A recent post on a left-hander Facebook page showed a photo of the cover of the 1992 book by Stanley Coren titled The Left-Hander Syndrome. The post’s author wrote that the book contained evidence for societal discrimination against left-handers. The book does claim that left-handers are disadvantaged because society has not recognised them as a special needs group.
As the term ‘syndrome’ implies, the book argues that left-handedness is a marker for a complex of risk factors. These risk factors increase the chances that left-handers will be victims of accidents, illness, and even early death. The book introduces the term alinormal syndrome to describe left-handedness. Left-handers are normal in a way that is different from the normality of right-handers. Because left-handers are alinormal, their survival fitness is compromised leaving them vulnerable to a number of dire events not experienced by right-handers.
The three major claims made in the book have been refuted by a large volume of scientific research conducted over the 24 years since its publication.

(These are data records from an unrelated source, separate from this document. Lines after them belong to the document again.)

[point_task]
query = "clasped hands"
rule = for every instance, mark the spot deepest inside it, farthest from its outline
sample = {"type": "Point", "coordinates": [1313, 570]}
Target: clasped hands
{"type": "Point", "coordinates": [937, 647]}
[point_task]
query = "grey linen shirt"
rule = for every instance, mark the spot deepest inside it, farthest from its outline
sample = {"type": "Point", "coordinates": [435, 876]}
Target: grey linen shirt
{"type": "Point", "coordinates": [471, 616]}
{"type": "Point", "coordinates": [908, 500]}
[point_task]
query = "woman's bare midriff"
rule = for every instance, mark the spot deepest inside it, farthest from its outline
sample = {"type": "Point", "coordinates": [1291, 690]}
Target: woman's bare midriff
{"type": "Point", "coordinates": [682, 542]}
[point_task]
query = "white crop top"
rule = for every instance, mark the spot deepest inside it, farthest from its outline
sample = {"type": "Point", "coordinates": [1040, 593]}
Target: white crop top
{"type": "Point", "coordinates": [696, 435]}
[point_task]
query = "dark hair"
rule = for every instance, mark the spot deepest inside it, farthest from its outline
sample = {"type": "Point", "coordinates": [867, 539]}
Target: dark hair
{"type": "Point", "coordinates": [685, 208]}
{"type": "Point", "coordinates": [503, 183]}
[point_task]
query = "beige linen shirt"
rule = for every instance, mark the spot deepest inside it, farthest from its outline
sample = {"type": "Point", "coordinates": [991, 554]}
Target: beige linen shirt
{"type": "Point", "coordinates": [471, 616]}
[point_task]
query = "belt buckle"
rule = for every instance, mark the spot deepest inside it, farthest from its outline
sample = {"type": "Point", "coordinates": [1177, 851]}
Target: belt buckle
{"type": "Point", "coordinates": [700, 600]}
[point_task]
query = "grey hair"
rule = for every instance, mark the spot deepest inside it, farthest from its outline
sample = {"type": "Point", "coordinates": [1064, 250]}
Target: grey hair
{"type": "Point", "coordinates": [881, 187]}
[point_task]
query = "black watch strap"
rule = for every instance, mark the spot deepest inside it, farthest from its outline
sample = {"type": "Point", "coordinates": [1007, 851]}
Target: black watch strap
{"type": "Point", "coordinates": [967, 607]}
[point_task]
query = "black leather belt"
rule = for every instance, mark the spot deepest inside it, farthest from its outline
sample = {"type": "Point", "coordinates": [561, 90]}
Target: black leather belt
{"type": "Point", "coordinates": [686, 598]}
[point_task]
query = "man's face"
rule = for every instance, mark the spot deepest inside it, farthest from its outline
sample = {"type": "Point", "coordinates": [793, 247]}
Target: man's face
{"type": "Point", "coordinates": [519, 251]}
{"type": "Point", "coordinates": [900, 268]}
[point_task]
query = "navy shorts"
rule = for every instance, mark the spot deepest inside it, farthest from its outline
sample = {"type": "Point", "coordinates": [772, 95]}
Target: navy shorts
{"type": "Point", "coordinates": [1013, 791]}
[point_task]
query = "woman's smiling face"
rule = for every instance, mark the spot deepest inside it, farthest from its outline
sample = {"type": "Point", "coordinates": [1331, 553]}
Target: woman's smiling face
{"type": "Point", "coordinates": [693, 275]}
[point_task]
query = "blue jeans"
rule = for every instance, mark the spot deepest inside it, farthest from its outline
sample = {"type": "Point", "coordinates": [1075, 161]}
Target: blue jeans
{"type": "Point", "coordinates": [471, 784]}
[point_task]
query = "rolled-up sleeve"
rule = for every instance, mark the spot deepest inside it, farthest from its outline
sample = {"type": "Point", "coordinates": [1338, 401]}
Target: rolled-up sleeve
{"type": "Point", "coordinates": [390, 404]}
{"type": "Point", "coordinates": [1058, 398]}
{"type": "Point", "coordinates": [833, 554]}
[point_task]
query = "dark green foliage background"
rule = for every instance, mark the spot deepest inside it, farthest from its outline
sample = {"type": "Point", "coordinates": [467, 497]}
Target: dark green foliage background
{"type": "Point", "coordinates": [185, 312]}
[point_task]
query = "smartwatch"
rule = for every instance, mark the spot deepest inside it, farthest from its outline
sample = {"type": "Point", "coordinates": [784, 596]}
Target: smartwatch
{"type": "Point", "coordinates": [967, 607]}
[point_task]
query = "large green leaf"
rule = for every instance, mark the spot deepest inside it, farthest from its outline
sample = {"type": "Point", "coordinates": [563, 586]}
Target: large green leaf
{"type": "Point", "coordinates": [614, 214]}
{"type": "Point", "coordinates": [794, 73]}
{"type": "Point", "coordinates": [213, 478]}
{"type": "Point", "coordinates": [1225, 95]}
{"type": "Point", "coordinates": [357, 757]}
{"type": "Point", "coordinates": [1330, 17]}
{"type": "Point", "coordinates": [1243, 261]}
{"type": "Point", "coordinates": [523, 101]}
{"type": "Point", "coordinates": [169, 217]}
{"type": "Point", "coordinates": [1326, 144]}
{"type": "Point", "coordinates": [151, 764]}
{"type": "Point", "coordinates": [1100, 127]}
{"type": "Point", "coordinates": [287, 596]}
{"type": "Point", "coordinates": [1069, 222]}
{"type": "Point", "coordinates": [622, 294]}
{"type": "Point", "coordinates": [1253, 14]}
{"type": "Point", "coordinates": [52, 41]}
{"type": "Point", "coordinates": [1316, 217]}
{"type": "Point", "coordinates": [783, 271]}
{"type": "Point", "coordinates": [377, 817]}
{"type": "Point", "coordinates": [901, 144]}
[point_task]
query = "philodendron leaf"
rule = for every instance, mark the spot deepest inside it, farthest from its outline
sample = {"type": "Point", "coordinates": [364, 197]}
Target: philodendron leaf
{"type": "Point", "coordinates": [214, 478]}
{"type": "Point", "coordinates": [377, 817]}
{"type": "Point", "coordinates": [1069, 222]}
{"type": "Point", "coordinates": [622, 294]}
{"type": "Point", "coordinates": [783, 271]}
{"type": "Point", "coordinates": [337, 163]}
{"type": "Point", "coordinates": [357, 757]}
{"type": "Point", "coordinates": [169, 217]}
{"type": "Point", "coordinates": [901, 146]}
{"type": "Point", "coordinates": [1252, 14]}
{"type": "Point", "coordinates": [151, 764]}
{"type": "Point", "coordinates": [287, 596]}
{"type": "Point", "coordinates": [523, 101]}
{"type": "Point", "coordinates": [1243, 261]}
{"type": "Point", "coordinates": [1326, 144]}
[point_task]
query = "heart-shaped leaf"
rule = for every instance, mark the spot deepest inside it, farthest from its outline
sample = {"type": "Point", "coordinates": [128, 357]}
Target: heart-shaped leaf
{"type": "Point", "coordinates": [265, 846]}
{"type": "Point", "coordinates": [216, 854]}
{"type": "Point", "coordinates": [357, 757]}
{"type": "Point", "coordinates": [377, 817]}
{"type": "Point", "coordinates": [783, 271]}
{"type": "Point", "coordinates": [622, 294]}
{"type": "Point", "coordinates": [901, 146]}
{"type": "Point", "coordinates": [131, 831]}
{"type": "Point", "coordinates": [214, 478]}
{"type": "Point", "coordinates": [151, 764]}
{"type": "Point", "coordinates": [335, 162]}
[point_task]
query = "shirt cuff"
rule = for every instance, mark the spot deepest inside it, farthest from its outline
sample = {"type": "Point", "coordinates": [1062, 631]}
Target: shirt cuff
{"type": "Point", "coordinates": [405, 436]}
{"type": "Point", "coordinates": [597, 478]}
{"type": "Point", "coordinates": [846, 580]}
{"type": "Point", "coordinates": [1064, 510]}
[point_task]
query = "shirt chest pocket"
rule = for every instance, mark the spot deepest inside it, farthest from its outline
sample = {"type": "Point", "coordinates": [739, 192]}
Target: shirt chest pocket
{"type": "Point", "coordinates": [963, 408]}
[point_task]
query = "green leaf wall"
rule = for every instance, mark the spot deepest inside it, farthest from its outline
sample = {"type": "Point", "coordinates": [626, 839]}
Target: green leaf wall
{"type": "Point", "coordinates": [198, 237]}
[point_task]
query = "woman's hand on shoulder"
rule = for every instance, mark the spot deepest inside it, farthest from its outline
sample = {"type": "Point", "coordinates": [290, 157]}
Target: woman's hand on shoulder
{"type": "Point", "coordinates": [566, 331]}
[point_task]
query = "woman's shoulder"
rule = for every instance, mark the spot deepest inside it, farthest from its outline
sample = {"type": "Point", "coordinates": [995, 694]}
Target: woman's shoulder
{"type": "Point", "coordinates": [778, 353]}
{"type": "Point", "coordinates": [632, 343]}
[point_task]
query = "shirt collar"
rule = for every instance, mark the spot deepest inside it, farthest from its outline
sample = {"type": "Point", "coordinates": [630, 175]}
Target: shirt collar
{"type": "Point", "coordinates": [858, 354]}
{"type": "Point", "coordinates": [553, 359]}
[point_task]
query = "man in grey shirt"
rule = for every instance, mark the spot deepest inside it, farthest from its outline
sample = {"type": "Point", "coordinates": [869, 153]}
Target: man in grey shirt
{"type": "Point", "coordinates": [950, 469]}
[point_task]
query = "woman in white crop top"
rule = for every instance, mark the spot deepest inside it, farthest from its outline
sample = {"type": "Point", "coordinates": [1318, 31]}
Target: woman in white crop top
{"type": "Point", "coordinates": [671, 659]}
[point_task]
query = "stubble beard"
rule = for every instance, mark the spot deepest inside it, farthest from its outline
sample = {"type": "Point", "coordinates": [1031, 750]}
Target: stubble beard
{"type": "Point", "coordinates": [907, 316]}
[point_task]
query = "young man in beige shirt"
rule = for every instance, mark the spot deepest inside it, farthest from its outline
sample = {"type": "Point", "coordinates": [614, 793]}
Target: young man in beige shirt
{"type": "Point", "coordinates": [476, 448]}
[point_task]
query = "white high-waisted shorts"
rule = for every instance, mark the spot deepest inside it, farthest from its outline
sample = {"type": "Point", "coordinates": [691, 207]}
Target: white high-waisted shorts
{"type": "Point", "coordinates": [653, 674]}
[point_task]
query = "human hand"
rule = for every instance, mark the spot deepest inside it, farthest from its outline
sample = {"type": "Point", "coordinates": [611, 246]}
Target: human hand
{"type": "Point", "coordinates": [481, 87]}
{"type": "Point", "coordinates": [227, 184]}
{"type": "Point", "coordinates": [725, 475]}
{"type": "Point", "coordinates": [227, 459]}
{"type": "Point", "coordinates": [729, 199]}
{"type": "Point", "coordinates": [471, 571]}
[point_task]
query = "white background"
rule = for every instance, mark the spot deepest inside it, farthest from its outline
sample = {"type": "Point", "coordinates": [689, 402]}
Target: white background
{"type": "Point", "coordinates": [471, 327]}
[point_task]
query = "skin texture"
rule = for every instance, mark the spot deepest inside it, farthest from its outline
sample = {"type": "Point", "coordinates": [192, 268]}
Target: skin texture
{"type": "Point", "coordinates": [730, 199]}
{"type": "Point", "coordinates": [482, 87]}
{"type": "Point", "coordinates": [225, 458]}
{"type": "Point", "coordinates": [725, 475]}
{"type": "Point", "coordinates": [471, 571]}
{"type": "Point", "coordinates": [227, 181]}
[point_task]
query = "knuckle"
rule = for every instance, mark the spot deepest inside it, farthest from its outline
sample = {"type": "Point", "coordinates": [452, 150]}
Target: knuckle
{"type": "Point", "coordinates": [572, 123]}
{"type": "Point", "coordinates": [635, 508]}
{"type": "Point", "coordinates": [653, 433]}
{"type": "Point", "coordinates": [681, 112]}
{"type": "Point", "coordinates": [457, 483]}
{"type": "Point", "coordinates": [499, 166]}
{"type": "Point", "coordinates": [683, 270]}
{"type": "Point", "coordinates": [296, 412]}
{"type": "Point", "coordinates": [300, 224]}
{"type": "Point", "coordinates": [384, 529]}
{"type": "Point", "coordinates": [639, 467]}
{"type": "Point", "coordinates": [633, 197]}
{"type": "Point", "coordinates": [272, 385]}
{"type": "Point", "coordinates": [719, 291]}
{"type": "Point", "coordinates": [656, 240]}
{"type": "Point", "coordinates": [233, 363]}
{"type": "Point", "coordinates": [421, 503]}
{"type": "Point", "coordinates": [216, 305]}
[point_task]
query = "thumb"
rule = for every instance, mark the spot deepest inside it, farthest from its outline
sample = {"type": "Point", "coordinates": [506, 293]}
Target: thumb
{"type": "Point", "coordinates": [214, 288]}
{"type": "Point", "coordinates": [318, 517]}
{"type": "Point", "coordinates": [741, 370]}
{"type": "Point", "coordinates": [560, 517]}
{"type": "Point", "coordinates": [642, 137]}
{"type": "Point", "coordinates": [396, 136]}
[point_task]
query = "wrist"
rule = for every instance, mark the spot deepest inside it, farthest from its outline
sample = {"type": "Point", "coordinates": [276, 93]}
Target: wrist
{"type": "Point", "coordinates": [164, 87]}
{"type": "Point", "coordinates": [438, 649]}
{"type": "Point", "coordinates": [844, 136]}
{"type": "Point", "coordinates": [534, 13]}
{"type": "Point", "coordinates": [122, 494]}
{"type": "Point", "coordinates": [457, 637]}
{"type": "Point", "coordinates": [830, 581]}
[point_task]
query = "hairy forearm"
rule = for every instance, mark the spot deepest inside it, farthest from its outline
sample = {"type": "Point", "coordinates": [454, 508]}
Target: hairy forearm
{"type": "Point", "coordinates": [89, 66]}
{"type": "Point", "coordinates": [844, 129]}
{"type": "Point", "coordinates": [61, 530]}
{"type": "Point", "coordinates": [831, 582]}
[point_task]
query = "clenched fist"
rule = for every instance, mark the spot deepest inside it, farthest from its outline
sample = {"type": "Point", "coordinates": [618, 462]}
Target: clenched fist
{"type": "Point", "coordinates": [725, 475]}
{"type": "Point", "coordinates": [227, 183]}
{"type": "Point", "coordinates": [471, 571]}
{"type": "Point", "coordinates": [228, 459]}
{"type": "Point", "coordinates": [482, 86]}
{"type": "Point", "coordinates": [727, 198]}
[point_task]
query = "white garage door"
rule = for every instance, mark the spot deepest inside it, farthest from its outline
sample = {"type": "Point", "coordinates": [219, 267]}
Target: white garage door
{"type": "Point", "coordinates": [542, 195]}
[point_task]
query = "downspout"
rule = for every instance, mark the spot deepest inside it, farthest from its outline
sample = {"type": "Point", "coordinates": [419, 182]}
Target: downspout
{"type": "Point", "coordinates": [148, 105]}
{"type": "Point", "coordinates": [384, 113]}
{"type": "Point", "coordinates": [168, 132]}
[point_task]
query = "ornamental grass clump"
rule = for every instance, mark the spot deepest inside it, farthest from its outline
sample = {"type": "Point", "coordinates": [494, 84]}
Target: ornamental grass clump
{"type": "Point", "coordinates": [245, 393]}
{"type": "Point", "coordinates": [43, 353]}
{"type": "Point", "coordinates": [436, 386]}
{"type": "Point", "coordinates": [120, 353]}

Left-handers are not more accident-prone than right-handers and they have the same life expectancy as right-handers. The evidence that left-handers are more susceptible to certain illnesses when compared to right-handers is so contradictory that no firm conclusions can be made one way or the other.
The scientific rejection of left-handedness as an alinormal syndrome is separable from the idea that society discriminates against left-handers. Many posts appearing on left-hander social media sites in recent months emphasise the right-handed bias in the environment that makes life awkward for left-handers. Some examples featured on social media include the right-sided bias in classroom desks where there is support for right-handed writing but not for writing with the left hand. Spiral notebooks and ring binders are left-sided, a position that interferes with left-hand writing. Left-handers also complain about the rightward bias in common tools like can openers, knives, corkscrews, and scissors.
These right-sided biases are examples of covert discrimination. Discrimination is defined as ‘acting on the basis of prejudice’. If the prejudice is that most people are right-handed, then the most expedient – but not necessarily malicious – course is to design implements and furniture for the right-handed majority.
I have collected data from hundreds of left-handers and their reaction to living in a right-sided world which comes in two forms. One group of left-handers is annoyed by the rightward bias and complains that right-handers have set out to make life more difficult for them. The second and larger group adapt to the rightward biases encountered in everyday life. In one study, I asked 200 left-handers to rate the degree of difficulty when using common implements such as scissors, knives and can openers. They used a rating scale that ranged from ‘very easy’ to ‘very difficult’ to rate these items. The average score of the left-handers was in the ‘easy’ range and did not differ substantially from the average score of 200 right-handers rating the ease-of-use of the same items.
There are two ways that left-handers can cope with a right-sided world. Left-handers are a well-organised group and items designed specifically for left-handers are now readily available.
These left-handed tools can turn a right-handed world into a left-handed one, at least partially, and ease the pain of right-sided covert discrimination. Alternatively, left-handers can take the adaptation route which has a number of advantages. For example, I took golf lessons from a left-handed golf pro who taught himself to play with both a right- and left-handed stance. He told me that this not only expanded his pool of potential students but it helped his own golf game when the ball position offered an advantage for a right-handed rather than a left-handed approach. I once interviewed a left-handed welder who also claimed a distinct advantage to using his equipment with both the right and left hand especially when doing his job under cramped conditions.
Dentists also claim an advantage to right- and left-handed use of dental instruments while working in the narrow confines of the human mouth. One profession that may fall outside the range of adaptation is the medical specialty of surgery. Surgical instruments are designed for right-hand use. The surgical instrument market is small so there is little incentive to offer left-handed versions of these tools. Left-handed medical students are encouraged either to avoid this specialisation or to train themselves in the right-handed use of these devices.
Dr Clare Porac is professor of psychology at Penn State Erie. She has published and presented over 200 papers on the topics of human lateral preference and handedness.